Honest question I cannot wrap my mind around. How the hell does this work?
In: Physics
Voice is sound. Sound is a moving wave of pressure, with function to time. That means, one can approximately represent a sound digitally, by measuring their intensity for every time interval.
So now you have sound data, but represented in numbers (these numbers are represented in ones and zeroes too). There are a lot of numbers, 48000 in one second, assuming 48 kHz audio. But no worries, internet bandwidth is far beyond enough for this amount of data.
On the other end, simply convert back these numbers to voltages. High numbers meaning high voltage, and vice versa. These voltages get pumped through a speaker cone, which moves proportionally to the voltage, which moves air proportionally as well, which then generates the sound you can hear.
Ooh voltage=sound helped my brain a bit. I’ve asked this question before. Have a friend in sonar tech I honestly asked to break it down for me. And still didn’t understand it. Voltage is a nice word, I like it and it’s helping. I would like to understand literally though. How the hell is the voice transferred over wire. I do not hear data, I hear the actual voice, and in real time, how is it so fast? Smarter brains than me for sure.

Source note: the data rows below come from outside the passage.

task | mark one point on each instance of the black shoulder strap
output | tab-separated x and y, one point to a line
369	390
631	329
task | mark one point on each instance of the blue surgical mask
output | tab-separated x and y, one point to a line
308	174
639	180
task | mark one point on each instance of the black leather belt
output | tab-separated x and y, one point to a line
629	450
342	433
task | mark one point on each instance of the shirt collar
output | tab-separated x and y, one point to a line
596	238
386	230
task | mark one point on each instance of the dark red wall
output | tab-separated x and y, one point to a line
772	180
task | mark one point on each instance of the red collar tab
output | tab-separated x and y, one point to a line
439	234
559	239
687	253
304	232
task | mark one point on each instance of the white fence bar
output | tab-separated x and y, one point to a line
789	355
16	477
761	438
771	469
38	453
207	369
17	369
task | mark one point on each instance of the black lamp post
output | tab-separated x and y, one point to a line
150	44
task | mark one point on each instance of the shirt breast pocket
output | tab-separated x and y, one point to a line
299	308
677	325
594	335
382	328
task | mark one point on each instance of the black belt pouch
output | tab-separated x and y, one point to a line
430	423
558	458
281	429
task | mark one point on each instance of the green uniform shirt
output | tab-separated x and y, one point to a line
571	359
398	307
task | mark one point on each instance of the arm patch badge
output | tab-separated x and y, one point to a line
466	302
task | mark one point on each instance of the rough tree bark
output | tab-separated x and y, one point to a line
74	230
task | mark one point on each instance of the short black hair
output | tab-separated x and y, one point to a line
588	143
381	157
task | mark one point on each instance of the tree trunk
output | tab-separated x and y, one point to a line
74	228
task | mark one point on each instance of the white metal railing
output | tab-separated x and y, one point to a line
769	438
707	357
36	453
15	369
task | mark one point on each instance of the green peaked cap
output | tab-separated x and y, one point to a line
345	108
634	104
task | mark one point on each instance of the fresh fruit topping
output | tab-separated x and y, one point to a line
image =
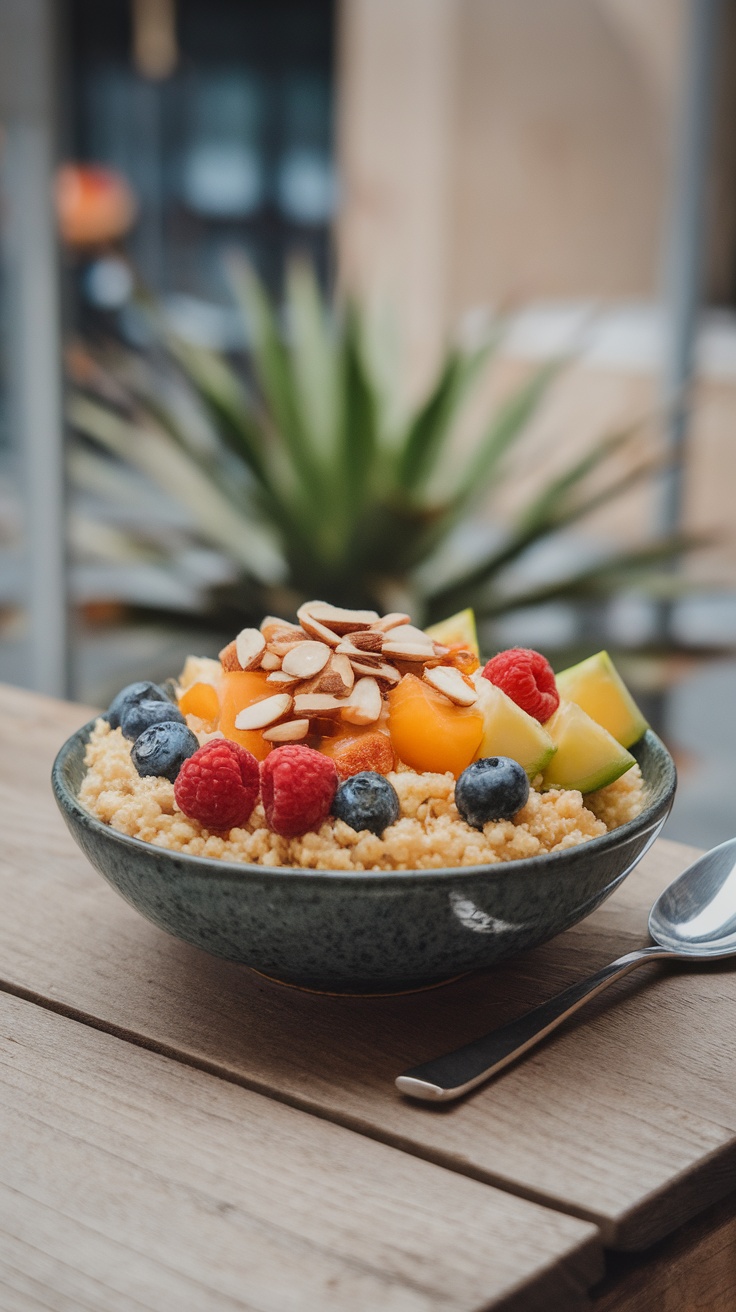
597	686
366	800
298	786
491	789
528	678
428	732
218	785
509	731
259	715
457	631
446	680
141	715
201	699
130	696
588	757
163	748
357	752
239	689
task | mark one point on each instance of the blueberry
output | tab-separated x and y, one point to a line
366	800
492	789
163	748
130	696
141	715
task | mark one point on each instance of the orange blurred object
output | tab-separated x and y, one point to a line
240	689
360	751
93	205
428	732
201	699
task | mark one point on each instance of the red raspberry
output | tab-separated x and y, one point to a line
528	678
219	785
297	789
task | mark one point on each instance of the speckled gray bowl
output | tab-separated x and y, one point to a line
365	933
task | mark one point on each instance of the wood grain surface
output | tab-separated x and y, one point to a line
626	1117
129	1180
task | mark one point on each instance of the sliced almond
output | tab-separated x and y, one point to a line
228	657
407	651
340	619
305	660
272	625
388	673
318	703
284	643
365	703
266	711
391	621
287	732
368	640
314	627
449	681
249	647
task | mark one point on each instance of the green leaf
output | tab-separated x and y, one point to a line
430	428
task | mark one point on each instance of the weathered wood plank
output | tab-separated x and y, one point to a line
133	1181
627	1117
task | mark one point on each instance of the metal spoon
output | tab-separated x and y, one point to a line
694	920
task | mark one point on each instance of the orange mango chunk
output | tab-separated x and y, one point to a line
240	689
428	732
201	699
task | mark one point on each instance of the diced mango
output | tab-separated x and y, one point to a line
428	732
238	690
201	699
597	686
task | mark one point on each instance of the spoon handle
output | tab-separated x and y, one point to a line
450	1076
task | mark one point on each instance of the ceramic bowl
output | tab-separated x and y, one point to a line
362	932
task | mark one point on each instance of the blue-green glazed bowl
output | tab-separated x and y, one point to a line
362	932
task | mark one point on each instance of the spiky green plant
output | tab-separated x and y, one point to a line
299	469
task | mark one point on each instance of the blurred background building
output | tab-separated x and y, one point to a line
560	160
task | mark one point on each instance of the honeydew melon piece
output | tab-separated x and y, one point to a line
588	757
509	731
457	629
598	689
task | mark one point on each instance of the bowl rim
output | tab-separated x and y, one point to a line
546	863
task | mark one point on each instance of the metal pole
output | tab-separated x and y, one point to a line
685	253
26	106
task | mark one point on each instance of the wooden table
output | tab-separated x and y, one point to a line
179	1132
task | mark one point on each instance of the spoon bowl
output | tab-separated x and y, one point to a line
694	919
695	915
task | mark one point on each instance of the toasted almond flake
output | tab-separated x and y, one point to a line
314	627
277	676
306	659
388	673
368	640
318	703
249	647
391	621
228	657
287	732
407	651
340	619
266	711
449	681
365	703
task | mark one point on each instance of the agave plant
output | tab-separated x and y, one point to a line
303	471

Sound is basically oscillating air. A microphone turns oscillating air into an oscillating electric field (same basic thing as the power in your home). This makes electrons move back and forth in a wire. The electrons don’t move very quickly, but the electric field travels down the wire at around the speed of light, reaching the other end in a fraction of a second. There, a speaker does the opposite job of the microphone, turning the field back to oscillating air, hence sound.
That’s the most basic telephone. Air shakes on one end, then electrons shake in a wire, then air shakes on the other end. Real phone systems involve switching (so you can dial a number) and multiplexing (so that more than one signal can share the same wire).

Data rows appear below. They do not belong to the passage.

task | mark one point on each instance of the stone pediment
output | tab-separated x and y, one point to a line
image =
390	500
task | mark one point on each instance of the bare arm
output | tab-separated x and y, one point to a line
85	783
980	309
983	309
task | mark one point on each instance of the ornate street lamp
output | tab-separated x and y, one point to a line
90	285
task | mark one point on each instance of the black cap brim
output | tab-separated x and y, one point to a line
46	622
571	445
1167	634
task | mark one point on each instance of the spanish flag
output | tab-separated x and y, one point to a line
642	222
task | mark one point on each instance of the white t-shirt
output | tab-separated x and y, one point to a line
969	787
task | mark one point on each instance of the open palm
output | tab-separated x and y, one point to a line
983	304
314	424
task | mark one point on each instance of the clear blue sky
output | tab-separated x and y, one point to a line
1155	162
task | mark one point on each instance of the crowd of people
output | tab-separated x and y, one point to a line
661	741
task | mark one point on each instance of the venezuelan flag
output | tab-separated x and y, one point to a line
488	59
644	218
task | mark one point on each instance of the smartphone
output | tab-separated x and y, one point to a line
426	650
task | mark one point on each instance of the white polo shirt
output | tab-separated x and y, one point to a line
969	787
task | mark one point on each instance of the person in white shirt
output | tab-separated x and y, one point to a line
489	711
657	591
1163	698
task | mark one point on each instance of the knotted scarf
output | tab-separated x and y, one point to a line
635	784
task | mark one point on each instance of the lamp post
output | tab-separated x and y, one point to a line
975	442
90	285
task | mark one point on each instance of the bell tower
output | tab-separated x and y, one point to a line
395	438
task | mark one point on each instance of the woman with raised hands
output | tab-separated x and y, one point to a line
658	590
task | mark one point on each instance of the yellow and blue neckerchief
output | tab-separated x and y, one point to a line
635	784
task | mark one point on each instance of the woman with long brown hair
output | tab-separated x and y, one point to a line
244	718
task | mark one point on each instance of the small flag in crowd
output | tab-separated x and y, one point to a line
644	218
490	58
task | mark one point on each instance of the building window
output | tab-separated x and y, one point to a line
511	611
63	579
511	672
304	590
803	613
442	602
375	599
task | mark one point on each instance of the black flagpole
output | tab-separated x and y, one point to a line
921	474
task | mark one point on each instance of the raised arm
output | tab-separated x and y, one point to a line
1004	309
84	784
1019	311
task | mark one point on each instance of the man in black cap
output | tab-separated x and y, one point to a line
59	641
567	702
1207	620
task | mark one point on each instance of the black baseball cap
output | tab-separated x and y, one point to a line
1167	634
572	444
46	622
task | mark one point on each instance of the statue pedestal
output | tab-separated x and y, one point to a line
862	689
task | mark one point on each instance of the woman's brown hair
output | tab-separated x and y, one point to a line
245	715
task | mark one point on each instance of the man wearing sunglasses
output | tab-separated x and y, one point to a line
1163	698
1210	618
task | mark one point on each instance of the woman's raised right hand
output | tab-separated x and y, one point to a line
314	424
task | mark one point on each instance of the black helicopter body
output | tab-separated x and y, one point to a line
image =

In digital communications, the electric field is converted into numbers describing it ([ADC](https://en.wikipedia.org/wiki/Analog-to-digital_converter)), then the data is transmitted, and it’s later turned back to a field ([DAC](https://en.wikipedia.org/wiki/Digital-to-analog_converter?wprov=sfla1)).
I don’t think you’re asking how data is transmitted over the Internet, and even if you are, that’s a bit much for an answer in this subreddit.

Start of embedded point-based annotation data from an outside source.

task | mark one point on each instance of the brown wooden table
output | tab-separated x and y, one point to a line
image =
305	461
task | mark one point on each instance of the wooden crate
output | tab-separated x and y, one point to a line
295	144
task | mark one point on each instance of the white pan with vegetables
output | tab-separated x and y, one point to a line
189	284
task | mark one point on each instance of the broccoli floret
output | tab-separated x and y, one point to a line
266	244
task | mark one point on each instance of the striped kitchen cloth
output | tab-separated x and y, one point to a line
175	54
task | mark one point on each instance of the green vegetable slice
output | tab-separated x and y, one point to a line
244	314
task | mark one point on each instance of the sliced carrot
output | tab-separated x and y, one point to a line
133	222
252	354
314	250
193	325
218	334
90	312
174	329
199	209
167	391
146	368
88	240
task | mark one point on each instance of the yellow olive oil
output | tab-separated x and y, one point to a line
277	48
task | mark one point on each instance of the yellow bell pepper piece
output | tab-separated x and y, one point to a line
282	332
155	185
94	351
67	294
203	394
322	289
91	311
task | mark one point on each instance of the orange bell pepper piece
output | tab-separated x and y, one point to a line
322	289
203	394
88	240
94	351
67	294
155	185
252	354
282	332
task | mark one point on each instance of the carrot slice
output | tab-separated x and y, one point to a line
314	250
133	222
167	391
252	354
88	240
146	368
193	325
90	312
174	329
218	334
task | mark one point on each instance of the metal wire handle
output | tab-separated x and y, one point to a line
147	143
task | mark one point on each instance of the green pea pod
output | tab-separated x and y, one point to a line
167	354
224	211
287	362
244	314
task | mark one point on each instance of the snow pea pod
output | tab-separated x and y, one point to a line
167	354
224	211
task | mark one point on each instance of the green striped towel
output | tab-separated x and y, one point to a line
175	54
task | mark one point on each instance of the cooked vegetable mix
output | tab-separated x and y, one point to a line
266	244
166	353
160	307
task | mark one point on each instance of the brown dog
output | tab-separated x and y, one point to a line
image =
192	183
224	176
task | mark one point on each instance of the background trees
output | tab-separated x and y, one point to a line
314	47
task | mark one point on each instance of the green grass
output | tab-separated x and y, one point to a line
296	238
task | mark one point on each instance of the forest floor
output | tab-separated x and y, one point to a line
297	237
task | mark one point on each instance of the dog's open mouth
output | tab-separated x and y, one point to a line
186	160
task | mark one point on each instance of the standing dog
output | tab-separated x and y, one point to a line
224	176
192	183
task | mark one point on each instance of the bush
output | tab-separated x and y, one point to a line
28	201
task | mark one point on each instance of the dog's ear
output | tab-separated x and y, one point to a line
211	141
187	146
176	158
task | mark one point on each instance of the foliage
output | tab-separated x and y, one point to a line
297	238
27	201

Sound is a compression wave, like pushing and pulling air molecules. Those pushes and pulls of air create high and low pressure against a tiny diaphragm (Im sure you’ve seen a speaker 🔈). When that cone moves against a magnet, it creates a voltage.
Now imagine that voltage wave, which goes up and down like an ocean wave, is sampled – thousands of times per second you measure the height of the wave and record it as a digital number.
We’ve found creative ways to make that height measurement data smaller so there’s less to move, and therefore faster to send. But then that data is sent a lot like Morse code – push the button down, 1. Let up, 0. Millions (not a typo) of times per second.
The receiving end accepts all those wave height measurements and knows the time intervals they were taken, and reconstructs an analog voltage, which then is connected to a speaker coil and moves that coil back and forth to create air pressure waves in the air.
From end to end: speaking into microphone, modulation into digital, electronic signals (1s and 0s), transmitter sending 1s and 0s, picked up by receiver, receiver “translates” 1s and 0s back into identifiable audio, audio played by speaker.